14 julho 2015

ESSAS COISAS VIVAS II


Maria Amélia Mano

Salve el brillo de mis dentes sonriendo desnudos
Salve el cuerpo de los amantes rogando ser uno
Soy mujer también sirena
Me vuelvo casta a cantar
sólo la música es capaz de penetrar
en el hueco del sol
lo lleno del mar
las mujeres girando en uma rueda
girando hasta el día clarear

Mariana Lucía

                   Helena, sempre Helena e suas coisas sempre vivas...

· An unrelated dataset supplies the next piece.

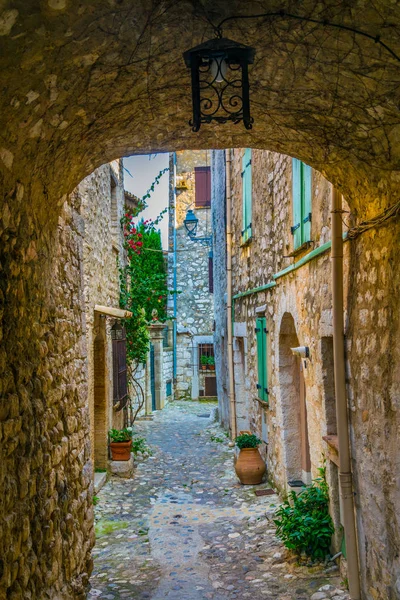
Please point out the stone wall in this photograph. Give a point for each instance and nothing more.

                Falo de uma mulher que sempre me fala e sempre me falará. Sempre me ensina e sempre me ensinará. Foi estuprada pelo pai aos 8 anos e aos 13 anos saiu de casa com o namorado. Teve a primeira filha aos 14 anos e daí vieram mais 3 meninas e o último, um menino sorridente e esperançoso como ela. Ele é passista de escola de samba e pelos olhos dele, Helena enxerga mais razão em viver. Nem é tanto mulher, é mulher e mãe.

                Falo de uma mãe que não protegeu Helena. De pais que tinham o vício da bebida e do abandono. Algo que não está no DNA, mas que passa, contamina, pega... Mas vinho era pouco. Quando o casamento acabou, Helena precisava de outras formas de enfrentar a vida, de fugir da vida. Descobriu que ficar sóbria, limpa, acordada, feliz, tranquila, era uma luta cotidiana. Nem é tanto a vida, é a falta de vida.

                Falo de dias que se tornaram mais e mais escuros, mais e mais arriscados. Dias que viraram noites longas. Longe de casa, Helena usava cada vez mais cocaína e crack. Começou a se prostituir. Foi contaminada pelo vírus HIV. Adoeceu. Buscou ajuda. Ergueu os olhos e se orgulhou de si. Sentiu ansiedade e fissura. Recaiu e voltou para a rua, para o medo de morrer. Nem é tanto o risco, é a dor.

                    Falo de buscas. Da busca de Helena desde os 8 anos. Desde antes. Desde sempre. Helena no Centro de Atenção Psico Social - CAPS, braços sangrando, confusa, esquecida de si, querendo voltar de novo para si. Conhece Jairo, também internado, também querendo voltar. Ambos se permitem o encontro, o conforto, a esperança, o toque, o abraço. Nem é tanto a carência, é desejo de recomeçar pelo amor que nunca teve.

                Falo de pequenos grandes atos revolucionários. A terapeuta, na oficina com mulheres no CAPS resolve pintar Helena. Base, rímel, sombra, lápis e batom. Maquiada, ela se olha e chora. Disse que só havia se pintado para se prostituir e nem se achava bonita. Mas desta vez se emocionou porque se achou linda e especial. Seus olhos brilham quando me conta a sensação de se ver bonita. Nem é pouca coisa, é imensidão. 

                Falo de palavras simples que valem uma vida querer ser vivida. Jairo viu Helena maquiada e disse: “eu quero minha nega, assim, bonita pra mim!”. Helena sorri quando me conta da surpresa, do amor. Fala que nunca foi elogiada assim, que quer ficar sempre bonita, talvez mudar de casa, de vida, ter outro filho. Mas isso é plano, é sonho, capricho. Nem é remendo, é resgate.

                Falo de uma mulher que sempre me fala e sempre me falará. Sempre me ensina e sempre me ensinará. Sempre uma fala sábia, sem perceber. Um abraço nem sempre firme, às vezes tonto, mas sempre forte e verdadeiro. Ama a vida que às vezes tenta enganar. Helena sempre me espanta e escrevo. Agora, preciso de um presente mágico para Helena que daqui um mês faz 40 anos de pura ternura e teimosia. Nem é agrado, é gratidão.

                Helena, sempre Helena e suas coisas sempre vivas...

Observação – o primeiro texto no blog sobre Helena foi feito dia 24 de julho de 2013.